Süleyman: Pandemi sürecinde vapur ve metrolarda çalışan yaklaşık 300 müzisyen işsiz kaldık. Bizlerin de, yani müzisyenlerin de gündeminde yok aslında sigortalı çalışmak. Gündemimizde değil belki ama bunun için bir çalışma yapılmalı. Bu konuyla ilgili ilerleyen süreçlerde bir çalışma yapılacağına dair dedikodular oldu ama henüz ciddi bir adım atılmış değil. Dışarıdan sigorta yatırma yoluna gidersek maddi kaygılarımız daha fazla oluyor. Sabit bir gelirimiz yok o yüzden önümüzü göremiyoruz. Yolcu ne kadar verirse kazancımız o kadar. Geliyor çalıyor, parasını alıyor gidiyor müzisyenler. Kaçak çaldığımız dönemlerde yaşanan kavgalar ve gürültüler had safhadaydı. Medyaya çok yansıyınca baktılar ki olmayacak "Ne yapalım?" diye düşünüp anket yaptılar. Yüzde 95 müzisyenden taraf çıkınca sonuç, bize engel olamayacaklarını gördüler. Halk arkamızdaydı. Pandemi süresinde işsiz kalan müzisyen arkadaşlarımdan duyuyor, görüyorum. Ekipmanını satan mı dersin, enstrümanını satan mı... Enstrümanını satıp komple başka işlere yönelen arkadaşlarımız da oldu bu süreçte. Hastanede çalışıyor örneğin.

Salgınla beraber sorunlarınızın daha görünür olduğunu söylediniz aslında hepiniz.
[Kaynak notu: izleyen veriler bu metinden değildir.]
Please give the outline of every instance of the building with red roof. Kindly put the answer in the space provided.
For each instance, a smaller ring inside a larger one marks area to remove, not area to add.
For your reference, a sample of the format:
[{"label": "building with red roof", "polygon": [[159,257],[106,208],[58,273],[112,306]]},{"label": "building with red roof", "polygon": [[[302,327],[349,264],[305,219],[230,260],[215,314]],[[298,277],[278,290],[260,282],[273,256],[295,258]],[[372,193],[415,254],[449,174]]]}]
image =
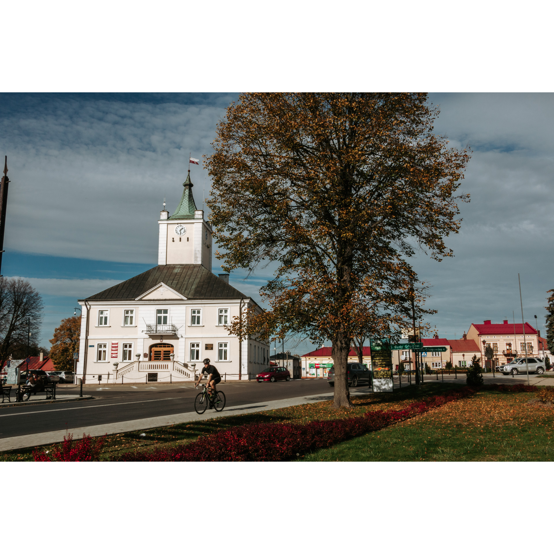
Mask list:
[{"label": "building with red roof", "polygon": [[[302,360],[302,378],[315,378],[321,377],[327,378],[327,372],[333,366],[333,358],[331,357],[332,348],[330,346],[312,350],[301,356]],[[370,347],[364,346],[362,349],[362,363],[368,367],[371,363]],[[348,362],[359,362],[358,353],[352,349],[348,352]]]},{"label": "building with red roof", "polygon": [[[477,343],[483,360],[485,348],[490,346],[494,351],[496,366],[511,362],[515,357],[525,356],[526,351],[527,356],[540,356],[538,333],[526,321],[525,326],[521,323],[509,323],[507,319],[502,323],[491,323],[490,319],[485,320],[482,325],[472,323],[467,338]],[[490,365],[488,360],[485,361]]]}]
Müzisyenler ya da sahne emekçileri bahsettiğiniz sorunları çözebilmek için neler yapabilir sizce?

Tuğba: Yaşadığımız sorunları herkes bir tek kendi başına geliyor sanıyor. Güvencesiz çalışma, geç yatan ödemeler vs. Oysa bunlar mesleğimizin sorunları. Tüm emekçilerin sorunları. Yan yana gelmeye başlamamız bu yüzden çok önemli.

Eser: Ben müzik yapmaktan vazgeçme noktasına gelmiş durumdayım. Oysa hayatımı müzik yaparak kazanmak için müzik okudum. Bunun değişebilmesi için sahnede üreten insanların geçim kaygısının olmaması gerekiyor. İş tanımlarımızın yapılması, kaşelerin belirlenmesi bile bizler için çok önemli. Hâlâ sigortasız çalışmamızsa utanç verici...
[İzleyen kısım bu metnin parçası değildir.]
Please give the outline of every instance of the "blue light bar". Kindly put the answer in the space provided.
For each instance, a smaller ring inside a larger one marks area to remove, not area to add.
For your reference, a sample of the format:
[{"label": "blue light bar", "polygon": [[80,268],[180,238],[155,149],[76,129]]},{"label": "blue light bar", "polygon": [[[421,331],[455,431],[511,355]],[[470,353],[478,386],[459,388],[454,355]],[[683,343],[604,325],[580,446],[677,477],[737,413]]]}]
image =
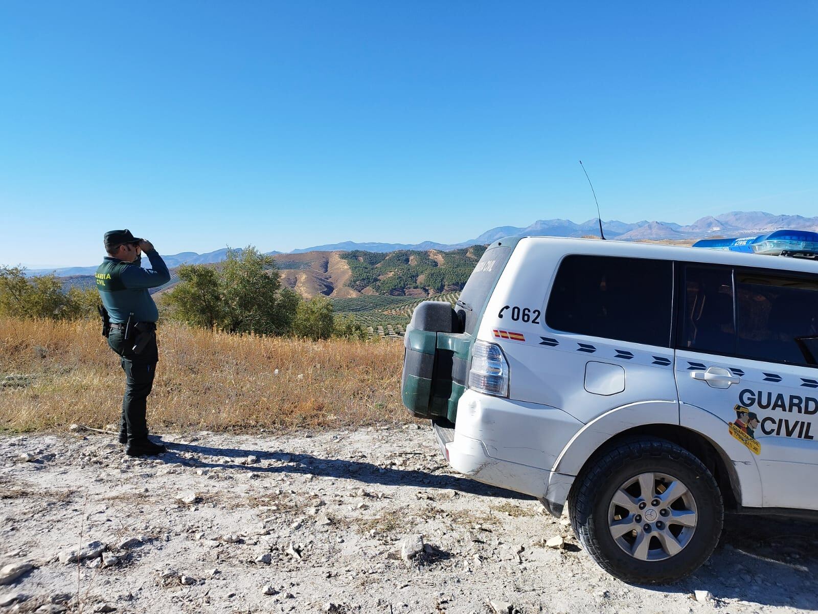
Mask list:
[{"label": "blue light bar", "polygon": [[808,230],[776,230],[757,237],[702,239],[694,243],[693,246],[748,254],[815,257],[818,254],[818,233]]}]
Süleyman: Zor durumda olan bir çok müzisyen var. Örnekler çoğaltılabilinir elbette. Ama bizlerin artık bir araya gelip problemlerimizi konuşup, ortaklaştırmamız ve problemlerimize çözümler bulmamız gerekiyor. PE Kültür Sanat Emekçileri ağına bir çağrı yapmış olalım. Sorunlarımız ortak ama biribirimizden haberimiz yok. Örgütsüzüz, sigortamız yok, geleceğimiz belirsiz. Bunu değiştimek için bir araya gelelim.